業務上・通勤途上の事故が原因となる場合は、労災保険が適用となるため支給されませんが、それ以外は死因を問わず支給されます。



◆平成19年4月
◆出産手当金・傷病手当金の支給額が標準報酬日額の3分の2に

改正前
改正後
標準報酬日額の60%
標準報酬日額の3分の2



◆出産手当金・傷病手当金の支給範囲の見直し
任意継続被保険者の出産手当金・傷病手当金は支給廃止になります。被保険者資格がなくなって、6ヶ月以内の出産手当金は、廃止になります。



◆標準報酬の上限と下限の拡大
標準報酬等級が上限・下限ともに拡大され、39等級から47等級になります。

改正前
改正後
等級
39等級
47等級

上限

980,000円
1,210,000円
下限
98,000円
58,000円



◆標準賞与額の上限設定方法の見直し
ボーナスにかかる保険料を計算するときの上限設定が、1回ごとから年間の設定になります。

改正前
改正後
1回あたり200万円
年間540万円


◆平成20年4月
◆2割負担となる乳幼児の対象年齢が義務教育就学前までに
医療費自己負担割合が3割から2割に軽減される乳幼児の対象年齢が、3歳未満から義務教育就学前までに引き上げられます。

改正前
改正後
3歳未満
2割負担
義務教育就学前
2割負担
3歳以上
3割負担
義務教育就学後
3割負担



◆70歳~74歳の自己負担割合・自己負担限度額の見直し
1割負担の70歳から74歳の方は原則2割負担となります。



◆療養病床に入院する65歳~69歳の食費・移住費が自己負担に
療養病床に入院する場合、介護保険では平成17年10月から食費と居住費が新たに自己負担となりましたが、医療保険でも、平成18年10月から70歳以上の方が同様の扱いとなります。

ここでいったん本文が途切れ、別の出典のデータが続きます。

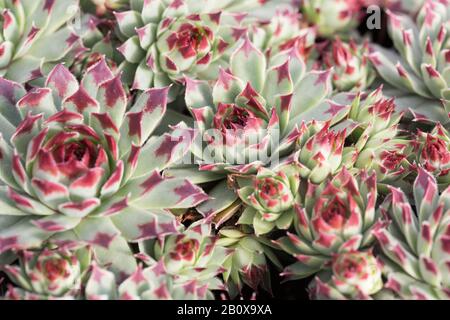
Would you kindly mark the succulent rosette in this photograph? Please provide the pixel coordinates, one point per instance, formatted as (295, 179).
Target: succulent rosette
(415, 244)
(332, 17)
(431, 151)
(352, 69)
(249, 117)
(36, 35)
(48, 274)
(422, 64)
(406, 6)
(168, 39)
(380, 145)
(253, 109)
(337, 216)
(149, 283)
(282, 31)
(102, 7)
(353, 275)
(248, 264)
(77, 167)
(321, 151)
(192, 255)
(270, 198)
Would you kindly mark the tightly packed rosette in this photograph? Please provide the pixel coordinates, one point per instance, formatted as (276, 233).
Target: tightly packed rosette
(168, 39)
(192, 256)
(353, 275)
(36, 35)
(321, 151)
(48, 274)
(332, 17)
(415, 244)
(431, 151)
(270, 197)
(284, 30)
(423, 64)
(253, 109)
(352, 70)
(249, 118)
(337, 216)
(380, 146)
(77, 167)
(102, 7)
(149, 283)
(249, 262)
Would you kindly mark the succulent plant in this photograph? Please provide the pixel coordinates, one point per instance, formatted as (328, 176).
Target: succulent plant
(406, 6)
(253, 109)
(380, 145)
(353, 275)
(48, 274)
(282, 31)
(415, 244)
(102, 7)
(422, 66)
(352, 69)
(75, 165)
(249, 262)
(431, 151)
(150, 283)
(321, 151)
(190, 255)
(332, 17)
(168, 39)
(36, 35)
(337, 216)
(270, 198)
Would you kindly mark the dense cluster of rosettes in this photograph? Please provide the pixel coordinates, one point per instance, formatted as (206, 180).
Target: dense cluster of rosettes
(191, 149)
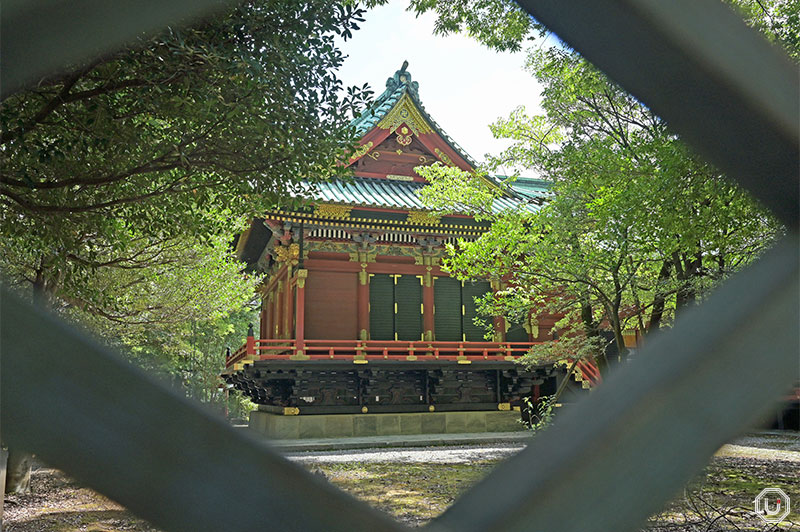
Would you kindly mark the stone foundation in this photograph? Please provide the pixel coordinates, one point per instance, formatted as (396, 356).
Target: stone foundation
(277, 426)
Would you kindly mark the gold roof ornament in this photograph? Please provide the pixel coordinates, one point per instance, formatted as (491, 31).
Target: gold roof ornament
(329, 210)
(405, 112)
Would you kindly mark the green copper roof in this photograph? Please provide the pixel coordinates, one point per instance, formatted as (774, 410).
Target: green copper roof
(370, 192)
(528, 186)
(396, 86)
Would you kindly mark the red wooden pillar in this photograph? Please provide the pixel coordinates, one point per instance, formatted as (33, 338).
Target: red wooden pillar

さらに、平成20年4月からは65歳から69歳の方も対象となります。



◆高額医療と高額介護の合算制度の創設
医療保険と介護保険の自己負担額を合算し、新たに設定される自己負担限度額を超えた場合は、超えた額が支給される制度が創設されます。

●医療と介護の自己負担を合算する場合の限度額
75歳以上の一般の方

年額56万円

65歳~74歳の一般の方
年額62万円
64歳以下の一般の方
年額67万円




◆新しい高齢者医療制度の創設
老人保健制度と退職者医療制度が見直され、平成20年4月から、高齢者を対象とした新しい医療制度が創設されます。75歳以上の方と65歳以上の寝たきりの方には独立した医療制度が創設され、65歳から74歳の方についても医療費の財政調整を行う新しいしくみが創設されます。



◆保険料率の上限が100/1000に
保険料の計算基礎となる保険料率の上限が、100/1000(10%)に引き上げられます。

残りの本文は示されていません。